Back Catalogue: Land Marks

For Back Catalogue, I share significant projects from the last few years. This content had a home on my old website and I want to keep it alive.
Land Marks [Hallam Moors] Drawings, 2023.
This is a land I have moved across many times.
This is a land I lived close to.
This is a land I left behind to come to a new one; Aotearoa.
This land and I share a name.
This land is protected, but how and for who?
This land is a memory.
A place in South Yorkshire, England, known as the Hallam Moors, as viewed from above. The land is managed by a national park authority these days. Blanket bog moors are of significant global importance due to large expanses of carbon sequestration. The marks on the land are where heather is cut, creating a distinctive patch work. It used to be burnt (I think I can recall seeing and smelling this) but cutting is now the dominant practice on these moors. Over centuries of burning and cutting, to make way for grouse hunting and sheep grazing, heather has become the dominant species, and the cutting is a land management practice used to maintain a suitable food source -young Heather shoots- and habitat for grouse (a game bird).
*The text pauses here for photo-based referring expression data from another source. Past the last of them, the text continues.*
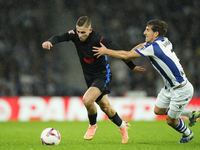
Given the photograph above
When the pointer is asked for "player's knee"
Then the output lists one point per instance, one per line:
(104, 106)
(87, 101)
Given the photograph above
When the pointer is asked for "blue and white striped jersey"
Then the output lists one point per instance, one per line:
(165, 61)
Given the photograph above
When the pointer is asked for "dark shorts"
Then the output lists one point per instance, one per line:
(101, 81)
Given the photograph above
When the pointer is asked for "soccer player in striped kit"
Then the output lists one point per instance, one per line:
(97, 73)
(178, 91)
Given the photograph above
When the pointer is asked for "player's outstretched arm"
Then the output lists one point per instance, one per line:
(47, 45)
(100, 51)
(117, 54)
(140, 68)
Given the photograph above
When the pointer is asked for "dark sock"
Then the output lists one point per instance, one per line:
(92, 119)
(116, 119)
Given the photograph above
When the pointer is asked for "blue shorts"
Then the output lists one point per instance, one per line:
(175, 98)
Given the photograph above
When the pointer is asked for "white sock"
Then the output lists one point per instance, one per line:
(94, 125)
(122, 125)
(186, 113)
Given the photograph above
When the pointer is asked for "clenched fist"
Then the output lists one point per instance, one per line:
(47, 45)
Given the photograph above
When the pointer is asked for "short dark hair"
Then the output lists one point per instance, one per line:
(158, 25)
(84, 21)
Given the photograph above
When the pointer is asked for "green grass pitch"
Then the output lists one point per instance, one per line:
(155, 135)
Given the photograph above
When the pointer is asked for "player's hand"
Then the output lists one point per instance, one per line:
(140, 68)
(99, 50)
(47, 45)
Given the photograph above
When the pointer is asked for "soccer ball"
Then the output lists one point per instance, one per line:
(50, 136)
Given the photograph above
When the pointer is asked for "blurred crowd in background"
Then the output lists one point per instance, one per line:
(28, 70)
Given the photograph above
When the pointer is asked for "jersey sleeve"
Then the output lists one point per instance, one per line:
(70, 35)
(146, 50)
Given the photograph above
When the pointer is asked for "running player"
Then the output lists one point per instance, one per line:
(178, 91)
(97, 73)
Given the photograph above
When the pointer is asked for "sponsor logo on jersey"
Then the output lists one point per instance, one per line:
(71, 32)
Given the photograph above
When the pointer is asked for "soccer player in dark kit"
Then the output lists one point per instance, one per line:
(97, 73)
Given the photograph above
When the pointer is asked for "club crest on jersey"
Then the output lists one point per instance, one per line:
(71, 32)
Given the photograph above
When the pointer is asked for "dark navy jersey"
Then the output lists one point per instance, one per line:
(91, 65)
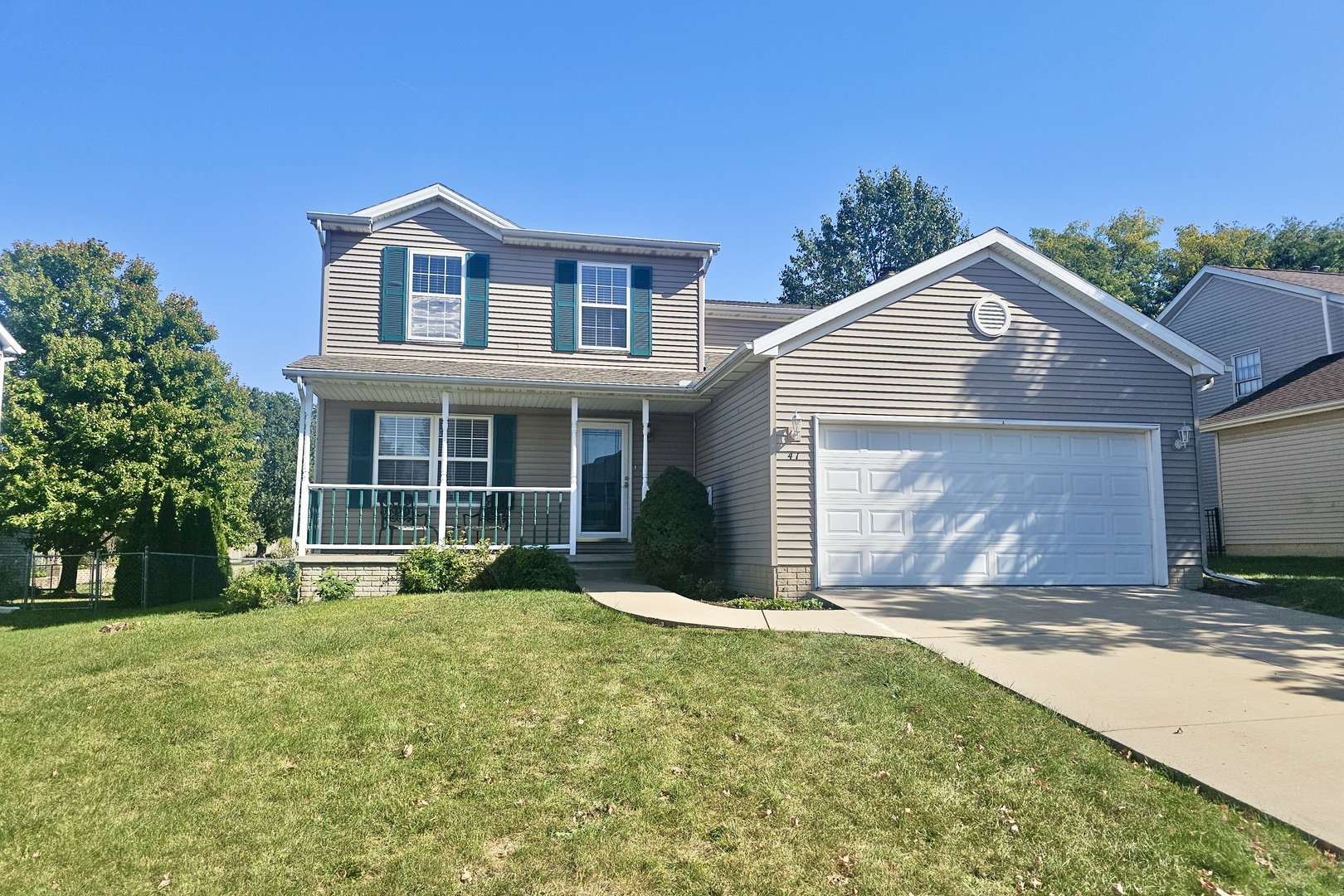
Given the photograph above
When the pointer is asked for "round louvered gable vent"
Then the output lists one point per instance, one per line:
(991, 316)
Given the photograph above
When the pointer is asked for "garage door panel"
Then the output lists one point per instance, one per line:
(952, 505)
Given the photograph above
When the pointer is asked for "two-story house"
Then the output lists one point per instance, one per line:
(984, 416)
(1272, 431)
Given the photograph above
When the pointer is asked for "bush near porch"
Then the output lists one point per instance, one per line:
(535, 742)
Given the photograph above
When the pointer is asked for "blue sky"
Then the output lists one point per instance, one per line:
(197, 137)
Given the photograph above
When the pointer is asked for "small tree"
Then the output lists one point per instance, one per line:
(886, 222)
(674, 533)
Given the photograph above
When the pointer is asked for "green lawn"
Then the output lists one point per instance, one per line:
(546, 744)
(1315, 585)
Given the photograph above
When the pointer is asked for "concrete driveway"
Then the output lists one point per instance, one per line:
(1244, 698)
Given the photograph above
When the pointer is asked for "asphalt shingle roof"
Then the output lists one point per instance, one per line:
(1313, 383)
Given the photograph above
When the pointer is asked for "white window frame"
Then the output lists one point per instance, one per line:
(1237, 384)
(411, 293)
(580, 305)
(436, 458)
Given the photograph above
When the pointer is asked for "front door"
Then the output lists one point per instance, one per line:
(605, 480)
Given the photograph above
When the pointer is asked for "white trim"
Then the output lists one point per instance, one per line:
(1259, 363)
(1207, 271)
(1157, 497)
(626, 458)
(436, 451)
(580, 306)
(1022, 260)
(410, 296)
(1337, 405)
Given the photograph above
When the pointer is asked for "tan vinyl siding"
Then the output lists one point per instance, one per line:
(733, 440)
(919, 358)
(726, 334)
(543, 442)
(1229, 317)
(1283, 484)
(520, 299)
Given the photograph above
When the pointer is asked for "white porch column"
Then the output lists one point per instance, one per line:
(442, 473)
(301, 469)
(644, 465)
(574, 476)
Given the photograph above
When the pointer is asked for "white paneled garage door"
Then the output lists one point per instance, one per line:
(918, 504)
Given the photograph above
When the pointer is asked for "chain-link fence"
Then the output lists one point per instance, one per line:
(132, 579)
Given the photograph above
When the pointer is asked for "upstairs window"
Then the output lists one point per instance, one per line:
(604, 306)
(1246, 373)
(436, 297)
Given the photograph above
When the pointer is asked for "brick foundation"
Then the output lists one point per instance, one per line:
(375, 577)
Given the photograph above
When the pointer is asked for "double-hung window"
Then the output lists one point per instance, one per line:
(407, 453)
(1246, 373)
(604, 306)
(436, 299)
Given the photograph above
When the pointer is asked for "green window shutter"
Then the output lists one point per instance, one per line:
(360, 469)
(504, 450)
(477, 299)
(394, 295)
(641, 312)
(565, 305)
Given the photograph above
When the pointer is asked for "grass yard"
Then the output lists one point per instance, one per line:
(1315, 585)
(535, 742)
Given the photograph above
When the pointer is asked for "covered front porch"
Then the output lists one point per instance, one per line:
(403, 462)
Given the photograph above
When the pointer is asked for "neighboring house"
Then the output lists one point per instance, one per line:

Left to grow tall and woody, the heather moorland would support a rich diversity of trees, wildlife and sequester more carbon.
The practice that keeps the moors looking as the many thousands of people who use the area for recreation have come to expect, is at odds with what the land, and us, really need.
I wonder what the moorland was like before this became the norm. I imagine the Hallams (my family name that originated in the area) who went before me, walking the moors when they travelled. I once lived very close to this place, and walked and rode my bike across it many times. I find myself missing it and wanting to know its stories.